I did not get an alert email.. I didn't even see an alert in the notifications in the GUI(!)

I've been trying to find any related settings for CPU temperature and alerts, but I know any 'WARNING' or higher is supposed to send me an email. This also happens when I reboot the NAS for example 'warning:unscheduled reboot'

I'm worried that my CPU could have died if I didn't notice what was going on.

Thank you in advance

Platform: Generic
Version: TrueNAS-13.0-U4
CPU: Intel(R) Xeon(R) CPU E5-2678 v3 @ 2.50GHz
Memory: 4x 16GB DDR4
Storage: WD RED+
 

joeschmuck

Old Man
Moderator
Joined
May 28, 2011
Messages
10,994
I'm worried that my CPU could have died if I didn't notice what was going on.
Your CPU has a built in throttle to limit it from getting "too hot". But I fully understand your concern.

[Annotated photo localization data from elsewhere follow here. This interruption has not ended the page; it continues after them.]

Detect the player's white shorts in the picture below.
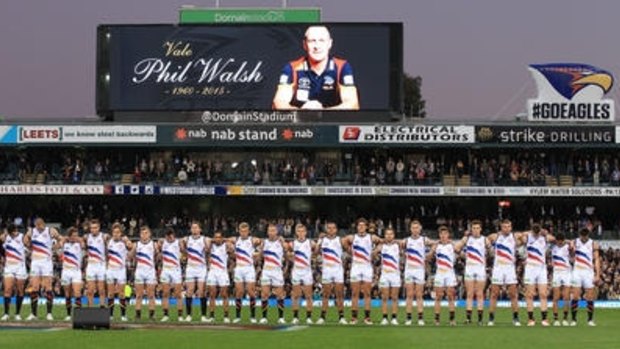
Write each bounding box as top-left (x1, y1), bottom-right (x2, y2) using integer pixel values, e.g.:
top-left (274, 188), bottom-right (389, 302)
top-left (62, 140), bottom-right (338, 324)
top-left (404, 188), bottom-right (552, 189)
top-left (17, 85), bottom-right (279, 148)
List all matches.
top-left (379, 271), bottom-right (402, 288)
top-left (3, 264), bottom-right (27, 280)
top-left (321, 266), bottom-right (344, 284)
top-left (434, 271), bottom-right (457, 287)
top-left (404, 268), bottom-right (425, 285)
top-left (571, 269), bottom-right (594, 289)
top-left (185, 266), bottom-right (207, 283)
top-left (106, 268), bottom-right (127, 284)
top-left (291, 268), bottom-right (313, 286)
top-left (206, 270), bottom-right (230, 287)
top-left (552, 271), bottom-right (572, 288)
top-left (234, 266), bottom-right (256, 283)
top-left (524, 265), bottom-right (548, 285)
top-left (491, 265), bottom-right (517, 285)
top-left (30, 261), bottom-right (53, 277)
top-left (464, 265), bottom-right (486, 282)
top-left (260, 269), bottom-right (284, 287)
top-left (61, 269), bottom-right (83, 286)
top-left (134, 268), bottom-right (157, 285)
top-left (86, 263), bottom-right (106, 282)
top-left (160, 268), bottom-right (182, 284)
top-left (350, 265), bottom-right (373, 283)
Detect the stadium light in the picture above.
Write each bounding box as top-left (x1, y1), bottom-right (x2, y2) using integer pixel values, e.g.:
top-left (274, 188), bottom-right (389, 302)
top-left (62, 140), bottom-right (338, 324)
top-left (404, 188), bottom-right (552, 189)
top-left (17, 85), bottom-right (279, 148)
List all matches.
top-left (231, 162), bottom-right (239, 169)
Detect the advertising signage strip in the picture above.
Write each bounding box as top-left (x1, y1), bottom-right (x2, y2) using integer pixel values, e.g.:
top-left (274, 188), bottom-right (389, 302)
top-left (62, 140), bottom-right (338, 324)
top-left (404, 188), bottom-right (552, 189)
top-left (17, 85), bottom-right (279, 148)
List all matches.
top-left (475, 126), bottom-right (615, 144)
top-left (16, 125), bottom-right (157, 144)
top-left (97, 24), bottom-right (403, 118)
top-left (339, 125), bottom-right (474, 144)
top-left (179, 8), bottom-right (321, 23)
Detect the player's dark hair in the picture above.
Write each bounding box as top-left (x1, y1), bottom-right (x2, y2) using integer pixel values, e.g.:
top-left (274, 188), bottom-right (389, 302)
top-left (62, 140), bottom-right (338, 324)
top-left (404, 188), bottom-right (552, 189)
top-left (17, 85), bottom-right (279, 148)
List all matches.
top-left (555, 232), bottom-right (565, 241)
top-left (165, 228), bottom-right (175, 237)
top-left (531, 223), bottom-right (541, 234)
top-left (579, 228), bottom-right (590, 237)
top-left (471, 219), bottom-right (482, 227)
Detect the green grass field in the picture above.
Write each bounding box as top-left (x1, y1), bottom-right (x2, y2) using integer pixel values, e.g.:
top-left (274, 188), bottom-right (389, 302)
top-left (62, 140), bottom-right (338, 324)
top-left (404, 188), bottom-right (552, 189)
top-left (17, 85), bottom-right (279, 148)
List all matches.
top-left (1, 306), bottom-right (618, 349)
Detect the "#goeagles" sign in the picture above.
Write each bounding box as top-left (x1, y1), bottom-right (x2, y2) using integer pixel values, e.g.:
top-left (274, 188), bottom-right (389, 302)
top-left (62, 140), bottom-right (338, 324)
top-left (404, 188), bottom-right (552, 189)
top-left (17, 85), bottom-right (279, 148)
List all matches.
top-left (527, 63), bottom-right (615, 123)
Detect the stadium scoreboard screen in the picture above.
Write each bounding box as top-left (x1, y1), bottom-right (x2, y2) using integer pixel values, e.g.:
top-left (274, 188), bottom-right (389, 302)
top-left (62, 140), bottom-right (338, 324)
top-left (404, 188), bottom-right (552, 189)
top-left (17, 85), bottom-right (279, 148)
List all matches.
top-left (96, 23), bottom-right (403, 122)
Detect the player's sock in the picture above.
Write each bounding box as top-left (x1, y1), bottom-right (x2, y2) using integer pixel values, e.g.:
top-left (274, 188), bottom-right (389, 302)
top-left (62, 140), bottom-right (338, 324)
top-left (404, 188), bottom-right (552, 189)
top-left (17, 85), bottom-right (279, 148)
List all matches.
top-left (553, 312), bottom-right (558, 321)
top-left (382, 313), bottom-right (388, 320)
top-left (45, 291), bottom-right (53, 315)
top-left (224, 309), bottom-right (229, 318)
top-left (249, 298), bottom-right (256, 318)
top-left (528, 311), bottom-right (533, 321)
top-left (320, 310), bottom-right (326, 319)
top-left (120, 298), bottom-right (127, 316)
top-left (406, 312), bottom-right (412, 320)
top-left (418, 312), bottom-right (424, 320)
top-left (293, 310), bottom-right (299, 319)
top-left (163, 308), bottom-right (169, 317)
top-left (15, 295), bottom-right (23, 315)
top-left (108, 298), bottom-right (115, 316)
top-left (261, 299), bottom-right (269, 318)
top-left (149, 309), bottom-right (155, 320)
top-left (186, 309), bottom-right (191, 318)
top-left (209, 311), bottom-right (214, 318)
top-left (434, 313), bottom-right (440, 322)
top-left (3, 297), bottom-right (10, 315)
top-left (65, 297), bottom-right (72, 316)
top-left (477, 310), bottom-right (483, 322)
top-left (587, 301), bottom-right (594, 321)
top-left (75, 296), bottom-right (82, 309)
top-left (135, 309), bottom-right (142, 320)
top-left (185, 296), bottom-right (193, 316)
top-left (235, 298), bottom-right (242, 318)
top-left (306, 310), bottom-right (312, 320)
top-left (449, 311), bottom-right (455, 322)
top-left (391, 312), bottom-right (397, 320)
top-left (489, 312), bottom-right (495, 322)
top-left (30, 291), bottom-right (39, 316)
top-left (351, 310), bottom-right (358, 320)
top-left (364, 310), bottom-right (370, 320)
top-left (563, 310), bottom-right (568, 320)
top-left (277, 299), bottom-right (284, 318)
top-left (339, 310), bottom-right (344, 320)
top-left (466, 309), bottom-right (472, 322)
top-left (571, 300), bottom-right (578, 321)
top-left (541, 311), bottom-right (547, 321)
top-left (200, 297), bottom-right (207, 316)
top-left (512, 312), bottom-right (519, 321)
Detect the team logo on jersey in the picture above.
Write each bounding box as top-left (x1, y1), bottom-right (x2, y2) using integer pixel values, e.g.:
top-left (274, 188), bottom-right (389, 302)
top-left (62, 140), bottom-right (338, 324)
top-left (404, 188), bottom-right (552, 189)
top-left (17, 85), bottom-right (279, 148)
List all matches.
top-left (528, 63), bottom-right (615, 122)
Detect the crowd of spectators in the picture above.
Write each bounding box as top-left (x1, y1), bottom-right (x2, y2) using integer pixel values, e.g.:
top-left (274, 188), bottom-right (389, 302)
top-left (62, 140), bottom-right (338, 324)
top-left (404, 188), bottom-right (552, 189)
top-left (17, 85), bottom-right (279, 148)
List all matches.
top-left (6, 149), bottom-right (620, 186)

Why wouldn't your Motherboard alert you like everyone else's would? Mine beeps if the CPU fan drops below a certain speed and beeps if the CPU gets too hot. These are BIOS settings.

I believe you need to have a motherboard which supports IPMI, when it signals an alarm condition then TrueNAS would report it, but I could be wrong, I have never had that situation. I also have not seen a CPU Temp Alarm Limit setting in the GUI (Alert Settings). Sorry I could not give you a better answer, someone might chime in and provide more.
 

yusisushi

Dabbler
Joined
Nov 11, 2022
Messages
14
Your CPU has a built in throttle to limit it from getting "too hot". But I fully understand your concern.

Why wouldn't your Motherboard alert you like everyone else's would? Mine beeps if the CPU fan drops below a certain speed and beeps if the CPU gets too hot. These are BIOS settings.

I believe you need to have a motherboard which supports IPMI, when it signals an alarm condition then TrueNAS would report it, but I could be wrong, I have never had that situation. I also have not seen a CPU Temp Alarm Limit setting in the GUI (Alert Settings). Sorry I could not give you a better answer, someone might chime in and provide more.
Hi, thanks for the reply. I do indeed think it throttled and stopped itself from actualy loverheating. But It still makes sense to be alerted about something like this.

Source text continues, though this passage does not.